海神達の備忘録 〜These memory were bequeathed by her〜
闇夜に照る月 〜She is the bright moon in the sea〜
やはり所詮、叶わぬ恋だったのだ。照月は朦朧とした意識の中で、ずっと恋い焦がれていた相手を想った。
舵か主機かに大きな被害を受けたのだろう。あるいはその両方か。艦の魂たる自分の身体が傷ついているということは、本体である駆逐艦『照月』が被弾しているということだった。立ち上がることができないということは、もはや航行不能かもしれない。軍艦が動けないということはすなわち、そのまま死を意味していた。霞んでほとんど何も見えない目に映るのは、一面の炎。これだけ燃えているなら、今の時間は相当目立つことだろう。敵の潜水艦か魚雷艇あたりが群れを成して襲ってくるのは時間の問題だった。

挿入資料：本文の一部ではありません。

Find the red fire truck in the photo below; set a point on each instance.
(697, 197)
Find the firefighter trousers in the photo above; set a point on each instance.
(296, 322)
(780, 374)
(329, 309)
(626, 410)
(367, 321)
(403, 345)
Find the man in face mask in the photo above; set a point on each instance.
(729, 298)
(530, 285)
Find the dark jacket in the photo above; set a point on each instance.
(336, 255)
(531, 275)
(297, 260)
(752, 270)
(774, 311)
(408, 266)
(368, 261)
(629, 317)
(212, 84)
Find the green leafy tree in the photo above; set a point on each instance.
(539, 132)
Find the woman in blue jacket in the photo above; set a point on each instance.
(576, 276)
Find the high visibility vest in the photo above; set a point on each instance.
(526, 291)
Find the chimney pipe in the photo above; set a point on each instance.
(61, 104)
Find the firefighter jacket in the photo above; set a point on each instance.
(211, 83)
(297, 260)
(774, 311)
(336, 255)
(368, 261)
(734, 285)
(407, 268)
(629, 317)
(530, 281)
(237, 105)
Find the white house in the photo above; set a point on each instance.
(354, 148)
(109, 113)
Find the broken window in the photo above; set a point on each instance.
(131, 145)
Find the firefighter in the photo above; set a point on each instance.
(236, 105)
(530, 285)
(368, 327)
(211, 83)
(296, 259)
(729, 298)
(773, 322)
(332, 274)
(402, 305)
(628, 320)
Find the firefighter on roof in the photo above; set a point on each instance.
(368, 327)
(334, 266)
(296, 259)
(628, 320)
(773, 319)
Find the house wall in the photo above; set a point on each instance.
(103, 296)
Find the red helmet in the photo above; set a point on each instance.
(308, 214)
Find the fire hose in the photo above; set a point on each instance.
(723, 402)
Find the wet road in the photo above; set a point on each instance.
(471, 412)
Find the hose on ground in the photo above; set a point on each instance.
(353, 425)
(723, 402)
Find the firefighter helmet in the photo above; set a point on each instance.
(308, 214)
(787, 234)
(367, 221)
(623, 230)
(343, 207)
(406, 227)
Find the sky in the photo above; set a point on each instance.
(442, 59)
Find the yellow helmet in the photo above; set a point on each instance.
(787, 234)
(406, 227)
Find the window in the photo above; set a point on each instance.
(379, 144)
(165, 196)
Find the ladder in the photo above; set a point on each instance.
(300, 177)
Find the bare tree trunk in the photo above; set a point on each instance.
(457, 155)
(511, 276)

だからその命令が下ったとき、ほんの少しだけほっとした自分がいた。キングストン弁の開放による自沈。敵の手にかかることなく、帝国海軍の駆逐艦として潔く死ねという命令。戦う力など何一つ残されていない今の自分には、最高の最期ではないか。
ただ一つの未練を除いては。
彼に初めて会ったのは、駆逐艦『照月』が進水した日だった。艤装員として機関科に配属された彼とは、気が合ってよく話をした。艤装が終わり竣工してからは、彼は正式な機関員として『照月』の配属となった。
いつから彼のことを好きになったのかはわからない。もしかしたら最初からだったかもしれない。気が付くと、いつも彼と一緒にいるようになっていた。
人間と艦魂の恋が叶わないというのは、頭では理解しているつもりだった。しかし、自分の気持ちに嘘をつくのはもう限界だった。だから、この作戦が終わったらこの想いを伝えるつもりだった。
その結果が、これだった。艦は轟々と燃え盛る炎に包まれ、味方による救助活動も思うように進んでいない。彼が生きているのか死んでいるのかすら、わからなかった。
朦朧とした頭は、すでに思考するという行為を放棄していた。だから、最初はその声にすら気づいていなかった。
「――き……るづき、照月!」
はっと意識を取り戻したとき、目の前にあった顔を見て涙がこぼれそうになった。
「……し、少尉……! ご……無事で……した……か……」
「無理するな、しゃべらなくていい」
ずっと想い続けた、愛しい人。いつの日か本当の意味で隣に立ちたいと願った相手の姿が、そこにはあった。
「……お願いします……最後……に……私の願いを聞いて……ください……」
「なんだ、なんでも聞いてやるぞッ! だから死ぬな!」
ここまで来て、果たしてこの気持ちを本当に伝えていいのかという疑問が生まれた。艦魂と人間は絶対に結ばれない、その言い伝えは果たして本当なのだろうか。
逡巡して、覚悟を決めた。
「……私は――」
九月の日差しは残暑と呼ぶにはまだ強烈な熱射を有していた。雲一つない青空から降り注ぐ光は、東京湾の海面に反射してきらきらと輝いている。
そんな穏やかな波に揺すられるとある艦は、つい最近就役したばかりの最新鋭艦だった。
「護衛艦『てるづき』機関科勤務を命ぜられ、本日着任しました!」
とある若い士官が、この最新鋭護衛艦に着任したのだ。すらりとした身長と非に焼けた健康的な肌を持つ、なかなかの好青年だった。
別の士官とともに、この新しい艦内を見て回ることになった。二人は機関室を出る。
その時、一人の女性士官とすれ違った。なんとなく、青年士官は振り返る。
彼女もまた、こちらを振り向いていた。